Sans surprise, la couverture de la PTME a chuté de 20 pour cent en 2011 et 2012, selon l'ONUSIDA.

Le prix et la logistique L'étiquette de prix et la logistique pour introduire l'option B+ à l'échelle nationale constituent des défis supplémentaires.

Onge'ch dit que, bien que les ARV soient généralement disponibles dans tout le Kenya, “le pays a besoin de trouver un moyen rentable de se procurer les médicaments supplémentaires pour l'option B+”.

Dans le traitement anti-rétroviral, le coût réel des médicaments représente moins de 30 pour cent du total. Le nouveau régime à pilule unique à dose fixe coûte environ 180 dollars par malade par an, selon le ministère de la Santé, et devrait coûter encore moins à l'avenir.

“Ce sont les systèmes de soins de santé et la fourniture effective de services qui prennent le reste des 70 à 80 pour cent”, a déclaré Okoth. “Vous avez besoin de plus de services de laboratoire et des tests de charge virale afin de s'assurer qu'elles [les femmes] adhèrent au traitement”.

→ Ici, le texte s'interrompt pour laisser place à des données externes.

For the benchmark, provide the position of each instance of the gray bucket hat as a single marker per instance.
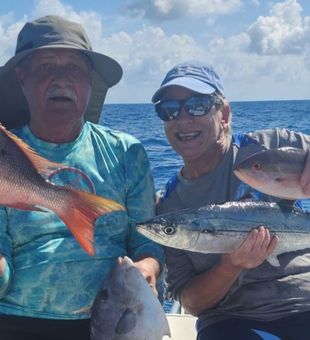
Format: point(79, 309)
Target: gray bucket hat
point(53, 32)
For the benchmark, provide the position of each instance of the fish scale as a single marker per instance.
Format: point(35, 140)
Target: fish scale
point(22, 186)
point(221, 228)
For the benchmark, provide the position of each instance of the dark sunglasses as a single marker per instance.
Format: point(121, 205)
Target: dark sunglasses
point(196, 106)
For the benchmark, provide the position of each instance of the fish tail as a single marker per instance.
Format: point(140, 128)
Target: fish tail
point(81, 212)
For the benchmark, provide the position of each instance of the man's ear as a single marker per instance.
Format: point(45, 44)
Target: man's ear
point(226, 111)
point(20, 75)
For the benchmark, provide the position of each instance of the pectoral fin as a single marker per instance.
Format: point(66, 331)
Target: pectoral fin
point(273, 260)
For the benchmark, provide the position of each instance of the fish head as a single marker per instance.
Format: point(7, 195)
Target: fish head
point(171, 230)
point(119, 312)
point(274, 172)
point(113, 311)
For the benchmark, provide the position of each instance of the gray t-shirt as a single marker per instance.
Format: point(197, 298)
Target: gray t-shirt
point(264, 293)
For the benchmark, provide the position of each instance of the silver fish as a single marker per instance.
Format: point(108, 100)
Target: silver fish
point(126, 307)
point(274, 172)
point(221, 228)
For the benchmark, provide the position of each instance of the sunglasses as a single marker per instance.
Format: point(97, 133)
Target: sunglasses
point(196, 106)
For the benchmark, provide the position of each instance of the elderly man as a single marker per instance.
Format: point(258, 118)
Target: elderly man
point(49, 89)
point(238, 295)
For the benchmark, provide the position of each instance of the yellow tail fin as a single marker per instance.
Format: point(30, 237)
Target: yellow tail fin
point(81, 213)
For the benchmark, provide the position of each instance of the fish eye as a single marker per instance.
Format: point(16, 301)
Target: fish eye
point(257, 166)
point(104, 295)
point(170, 230)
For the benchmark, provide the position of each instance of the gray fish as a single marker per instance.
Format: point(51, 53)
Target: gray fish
point(221, 228)
point(274, 172)
point(126, 307)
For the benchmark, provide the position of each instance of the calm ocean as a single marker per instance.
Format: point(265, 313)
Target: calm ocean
point(141, 121)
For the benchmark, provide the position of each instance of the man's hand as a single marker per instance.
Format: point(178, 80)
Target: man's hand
point(305, 176)
point(254, 250)
point(150, 269)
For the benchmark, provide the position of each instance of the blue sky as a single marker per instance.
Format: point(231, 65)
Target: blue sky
point(261, 48)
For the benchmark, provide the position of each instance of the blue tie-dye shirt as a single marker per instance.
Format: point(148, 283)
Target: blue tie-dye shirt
point(47, 273)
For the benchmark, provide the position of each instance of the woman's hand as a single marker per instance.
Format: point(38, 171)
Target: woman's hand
point(254, 250)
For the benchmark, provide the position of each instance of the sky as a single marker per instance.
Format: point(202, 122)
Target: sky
point(260, 48)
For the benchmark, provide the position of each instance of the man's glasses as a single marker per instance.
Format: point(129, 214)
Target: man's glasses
point(195, 106)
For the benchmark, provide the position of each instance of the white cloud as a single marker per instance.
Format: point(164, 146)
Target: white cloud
point(175, 9)
point(284, 31)
point(148, 52)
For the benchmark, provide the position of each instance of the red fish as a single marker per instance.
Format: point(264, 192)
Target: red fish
point(23, 187)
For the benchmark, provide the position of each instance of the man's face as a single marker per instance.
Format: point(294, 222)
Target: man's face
point(192, 137)
point(57, 85)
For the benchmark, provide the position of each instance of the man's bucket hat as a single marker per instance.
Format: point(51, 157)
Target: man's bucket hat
point(53, 32)
point(193, 75)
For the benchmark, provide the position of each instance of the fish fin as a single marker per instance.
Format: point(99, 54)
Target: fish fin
point(25, 206)
point(286, 205)
point(81, 212)
point(127, 322)
point(273, 260)
point(43, 166)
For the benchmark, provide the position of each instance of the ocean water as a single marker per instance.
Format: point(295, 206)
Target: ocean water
point(141, 121)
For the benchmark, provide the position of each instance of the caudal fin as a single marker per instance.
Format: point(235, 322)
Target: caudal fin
point(80, 214)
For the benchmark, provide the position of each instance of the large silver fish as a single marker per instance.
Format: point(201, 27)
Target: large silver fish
point(274, 172)
point(221, 228)
point(126, 307)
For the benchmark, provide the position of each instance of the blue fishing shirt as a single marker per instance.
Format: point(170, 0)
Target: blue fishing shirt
point(47, 273)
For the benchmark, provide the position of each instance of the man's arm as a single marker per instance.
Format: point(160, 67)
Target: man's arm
point(206, 290)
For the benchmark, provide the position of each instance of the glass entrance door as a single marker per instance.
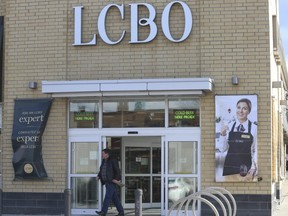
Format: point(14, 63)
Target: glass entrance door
point(142, 170)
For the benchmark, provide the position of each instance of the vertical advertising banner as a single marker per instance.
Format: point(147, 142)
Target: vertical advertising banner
point(30, 118)
point(236, 138)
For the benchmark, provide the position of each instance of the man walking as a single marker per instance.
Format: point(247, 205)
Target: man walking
point(110, 176)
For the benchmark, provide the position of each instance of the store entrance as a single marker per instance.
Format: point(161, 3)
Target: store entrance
point(140, 160)
point(165, 167)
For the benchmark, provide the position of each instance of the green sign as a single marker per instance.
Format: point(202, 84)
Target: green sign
point(184, 114)
point(84, 116)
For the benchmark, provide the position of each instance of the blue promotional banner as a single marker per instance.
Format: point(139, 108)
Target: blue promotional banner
point(30, 119)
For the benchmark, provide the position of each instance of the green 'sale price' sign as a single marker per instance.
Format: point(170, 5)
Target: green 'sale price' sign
point(84, 116)
point(184, 114)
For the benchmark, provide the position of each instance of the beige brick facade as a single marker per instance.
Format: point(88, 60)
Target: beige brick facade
point(228, 38)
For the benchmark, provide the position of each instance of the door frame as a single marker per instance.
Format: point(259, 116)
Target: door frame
point(95, 134)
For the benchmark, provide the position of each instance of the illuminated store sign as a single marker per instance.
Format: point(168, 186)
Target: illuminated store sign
point(135, 23)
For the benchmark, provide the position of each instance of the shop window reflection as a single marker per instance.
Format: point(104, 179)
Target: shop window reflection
point(180, 187)
point(133, 113)
point(85, 193)
point(183, 157)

La distance qui sépare le domicile au centre de santé est un problème. A Kisumu, dans la province de Nyanza, la distance moyenne par rapport à l'installation sanitaire est d'environ 5,8 km alors qu’à Mandera, dans la province du Nord-Est, elle est de 20 km, a expliqué Okoth.

Mais Maya Harper, directrice nationale de l'ONUSIDA au Kenya, a déclaré à IPS que l'option B+ est une mesure rentable: “A long terme, elle réduit le fardeau sur le système de santé et sur les femmes pauvres. Mettre les femmes sous traitement et les retirer quand elles sont enceintes est beaucoup plus coûteux”. Au-delà des problèmes d'infrastructure sanitaires, Dr Dave Muthama, de la Fondation Elizabeth Glaser de lutte contre le SIDa pédiatrique, affirme que la stigmatisation “demeure l'un des obstacles majeurs”.

A KNH, Ong'ech voit tous les jours comment la stigmatisation affecte les malades: certains obtiennent les ARV mais ne les prennent pas tandis que d'autres refusent de venir chercher les médicaments de peur d'être découverts.

La pauvreté est un autre obstacle, a souligné Muthama: “Les mères n’adhèrent pas aux visites de PTME parce que (…) lorsqu’elles sont au centre de santé, elles ratent les activités économiquement lucratives”.

Pour Muthama, l'élimination totale de la transmission du VIH aux bébés exige des structures sociales pour soutenir les mères séropositives.

“La société a besoin de passer par les mêmes quatre étapes que la plupart des personnes déclarées séropositives suivent: le déni, la colère, l'acceptation et l'adaptation”, a-t-il indiqué., a indiqué Ong'ech.